My cell phone was dying. It was a race to see if it was going to die quietly or whether it would catch fire and take me with it. Off to the store. We lucked out and were helped right away – no wait! I’d done my homework and knew what I wanted. Almost everything went as quickly as seems possible when getting a new cell phone.
It seemed we were close to finishing up. “You want the insurance plan, don’t you?” the salesclerk asks. “No! No!” my husband and I exclaim, almost in unison.
What we know is buying insurance and service plans for small purchases doesn’t save money – it’s costly. There is a reason every time you purchase a phone, a printer, or a computer, the salesclerk asks if you want to buy protection. And it’s not because they care one hoot about your finances. It’s very profitable for their employers.

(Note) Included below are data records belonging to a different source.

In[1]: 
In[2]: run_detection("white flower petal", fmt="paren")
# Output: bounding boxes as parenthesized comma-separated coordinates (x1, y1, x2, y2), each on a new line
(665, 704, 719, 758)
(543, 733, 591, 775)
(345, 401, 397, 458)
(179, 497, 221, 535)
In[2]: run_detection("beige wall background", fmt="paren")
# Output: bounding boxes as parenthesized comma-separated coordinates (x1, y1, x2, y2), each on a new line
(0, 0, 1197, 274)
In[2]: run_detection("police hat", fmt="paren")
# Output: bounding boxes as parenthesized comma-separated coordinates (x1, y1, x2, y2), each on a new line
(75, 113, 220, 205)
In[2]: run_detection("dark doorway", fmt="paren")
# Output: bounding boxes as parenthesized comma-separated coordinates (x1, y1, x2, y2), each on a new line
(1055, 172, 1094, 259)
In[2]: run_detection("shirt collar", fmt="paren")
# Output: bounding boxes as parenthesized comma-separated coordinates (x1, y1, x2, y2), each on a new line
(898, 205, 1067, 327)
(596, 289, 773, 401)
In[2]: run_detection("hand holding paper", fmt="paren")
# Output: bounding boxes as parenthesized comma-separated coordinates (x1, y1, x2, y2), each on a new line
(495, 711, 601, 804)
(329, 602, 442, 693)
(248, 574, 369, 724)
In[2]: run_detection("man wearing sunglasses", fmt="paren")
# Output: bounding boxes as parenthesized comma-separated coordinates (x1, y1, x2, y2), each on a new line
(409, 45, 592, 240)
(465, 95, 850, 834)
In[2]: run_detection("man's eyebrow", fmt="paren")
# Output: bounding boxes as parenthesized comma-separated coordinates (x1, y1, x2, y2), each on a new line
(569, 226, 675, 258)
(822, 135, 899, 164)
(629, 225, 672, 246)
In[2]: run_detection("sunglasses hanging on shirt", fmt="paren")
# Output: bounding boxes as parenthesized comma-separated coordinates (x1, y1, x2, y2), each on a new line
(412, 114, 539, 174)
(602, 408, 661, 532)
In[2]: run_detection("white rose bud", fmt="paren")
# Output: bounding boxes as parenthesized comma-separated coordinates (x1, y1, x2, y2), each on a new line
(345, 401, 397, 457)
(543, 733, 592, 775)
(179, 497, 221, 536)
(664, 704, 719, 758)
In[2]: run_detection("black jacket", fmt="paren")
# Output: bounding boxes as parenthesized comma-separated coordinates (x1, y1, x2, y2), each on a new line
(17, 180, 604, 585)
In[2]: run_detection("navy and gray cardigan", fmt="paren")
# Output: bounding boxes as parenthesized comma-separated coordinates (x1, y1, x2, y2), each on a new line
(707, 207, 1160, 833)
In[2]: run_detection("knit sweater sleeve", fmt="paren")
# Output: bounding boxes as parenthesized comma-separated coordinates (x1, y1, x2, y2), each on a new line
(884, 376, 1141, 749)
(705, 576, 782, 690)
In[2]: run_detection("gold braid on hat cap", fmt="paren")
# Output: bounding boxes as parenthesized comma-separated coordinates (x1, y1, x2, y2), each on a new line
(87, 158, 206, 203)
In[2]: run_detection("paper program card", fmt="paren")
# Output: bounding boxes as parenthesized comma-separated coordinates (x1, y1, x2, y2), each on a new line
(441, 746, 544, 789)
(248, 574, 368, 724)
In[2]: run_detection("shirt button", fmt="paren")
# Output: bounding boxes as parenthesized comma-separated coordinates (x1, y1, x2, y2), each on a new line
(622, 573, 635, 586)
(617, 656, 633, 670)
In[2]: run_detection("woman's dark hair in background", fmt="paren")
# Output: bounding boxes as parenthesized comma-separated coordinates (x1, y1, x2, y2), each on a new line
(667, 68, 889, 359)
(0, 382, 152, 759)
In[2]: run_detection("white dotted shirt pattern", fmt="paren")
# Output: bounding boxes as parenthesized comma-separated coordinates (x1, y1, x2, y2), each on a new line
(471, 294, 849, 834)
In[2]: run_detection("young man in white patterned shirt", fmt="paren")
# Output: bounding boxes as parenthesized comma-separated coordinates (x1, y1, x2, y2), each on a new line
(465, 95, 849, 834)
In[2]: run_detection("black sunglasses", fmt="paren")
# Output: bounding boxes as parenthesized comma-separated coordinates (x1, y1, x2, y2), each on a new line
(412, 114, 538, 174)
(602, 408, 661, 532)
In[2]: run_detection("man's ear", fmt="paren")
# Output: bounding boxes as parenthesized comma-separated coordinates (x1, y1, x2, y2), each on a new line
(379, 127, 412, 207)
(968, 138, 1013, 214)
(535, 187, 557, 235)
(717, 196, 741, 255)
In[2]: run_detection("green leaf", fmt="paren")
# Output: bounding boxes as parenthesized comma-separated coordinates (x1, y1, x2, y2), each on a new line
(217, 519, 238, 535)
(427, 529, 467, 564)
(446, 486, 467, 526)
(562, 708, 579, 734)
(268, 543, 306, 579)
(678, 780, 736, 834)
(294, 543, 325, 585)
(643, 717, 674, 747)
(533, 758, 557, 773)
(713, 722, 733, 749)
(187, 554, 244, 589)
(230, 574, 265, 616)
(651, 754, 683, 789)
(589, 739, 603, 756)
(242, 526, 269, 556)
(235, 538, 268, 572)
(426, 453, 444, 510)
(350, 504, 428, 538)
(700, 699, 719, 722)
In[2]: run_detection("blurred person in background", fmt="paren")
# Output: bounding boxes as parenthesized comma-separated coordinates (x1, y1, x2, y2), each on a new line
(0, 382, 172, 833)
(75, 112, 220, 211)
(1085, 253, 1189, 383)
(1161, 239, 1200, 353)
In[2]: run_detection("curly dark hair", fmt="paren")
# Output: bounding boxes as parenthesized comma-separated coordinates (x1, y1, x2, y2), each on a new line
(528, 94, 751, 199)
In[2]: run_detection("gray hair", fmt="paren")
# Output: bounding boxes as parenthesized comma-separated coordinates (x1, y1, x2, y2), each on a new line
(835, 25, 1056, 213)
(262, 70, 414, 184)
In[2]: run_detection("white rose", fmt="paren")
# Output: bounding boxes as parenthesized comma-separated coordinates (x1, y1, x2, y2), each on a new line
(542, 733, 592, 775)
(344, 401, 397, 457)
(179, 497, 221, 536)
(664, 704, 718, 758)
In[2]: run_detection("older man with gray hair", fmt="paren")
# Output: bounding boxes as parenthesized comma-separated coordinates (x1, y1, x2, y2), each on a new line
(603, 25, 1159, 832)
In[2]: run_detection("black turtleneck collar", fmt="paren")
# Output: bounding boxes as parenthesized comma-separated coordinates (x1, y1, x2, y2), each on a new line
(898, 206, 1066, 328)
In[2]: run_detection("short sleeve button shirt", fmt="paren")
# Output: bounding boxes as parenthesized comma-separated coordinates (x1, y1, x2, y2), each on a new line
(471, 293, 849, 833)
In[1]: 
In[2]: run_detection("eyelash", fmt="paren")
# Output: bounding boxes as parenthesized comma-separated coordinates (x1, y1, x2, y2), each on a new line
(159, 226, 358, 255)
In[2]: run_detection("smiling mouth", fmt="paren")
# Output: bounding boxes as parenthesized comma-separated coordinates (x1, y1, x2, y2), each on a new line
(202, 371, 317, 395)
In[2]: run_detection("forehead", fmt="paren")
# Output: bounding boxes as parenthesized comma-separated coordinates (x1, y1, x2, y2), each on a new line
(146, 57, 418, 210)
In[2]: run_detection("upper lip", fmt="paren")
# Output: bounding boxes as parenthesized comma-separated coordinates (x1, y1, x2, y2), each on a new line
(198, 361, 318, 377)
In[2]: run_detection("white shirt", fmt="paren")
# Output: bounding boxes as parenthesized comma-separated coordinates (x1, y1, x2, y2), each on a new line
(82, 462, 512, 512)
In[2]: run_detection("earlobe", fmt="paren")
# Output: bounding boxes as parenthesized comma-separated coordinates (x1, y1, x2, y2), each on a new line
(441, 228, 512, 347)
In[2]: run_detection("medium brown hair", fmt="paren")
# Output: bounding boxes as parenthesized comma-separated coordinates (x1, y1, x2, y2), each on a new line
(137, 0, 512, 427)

The average monthly premium for cell phone insurance ranges from $7 to $17 depending on your carrier and phone, according to NerdWallet. That’s $84 to $204 every year.
But there’s a catch most consumers don’t know. These plans also have a deductible you pay before the insurance pays anything. Depending on your carrier, insurance plan, and device, this deductible may be as low as $25 or as high as $299.
If, like me, you are among the half of American adults who have never broken or lost a cell phone, phone insurance likely doesn’t make any sense. But if you are prone to cell phone disasters, unfortunately most of these insurance companies limit you to two claims in a 12-month period and then your coverage may be dropped.
For purchases of $1,000 or less, it probably makes more sense to use your emergency savings to cover any potential losses, rather than purchase protection plans. Rather than pay an insurance company a monthly premium, put that same amount into your savings monthly to help offset any future out-of-pocket expenses.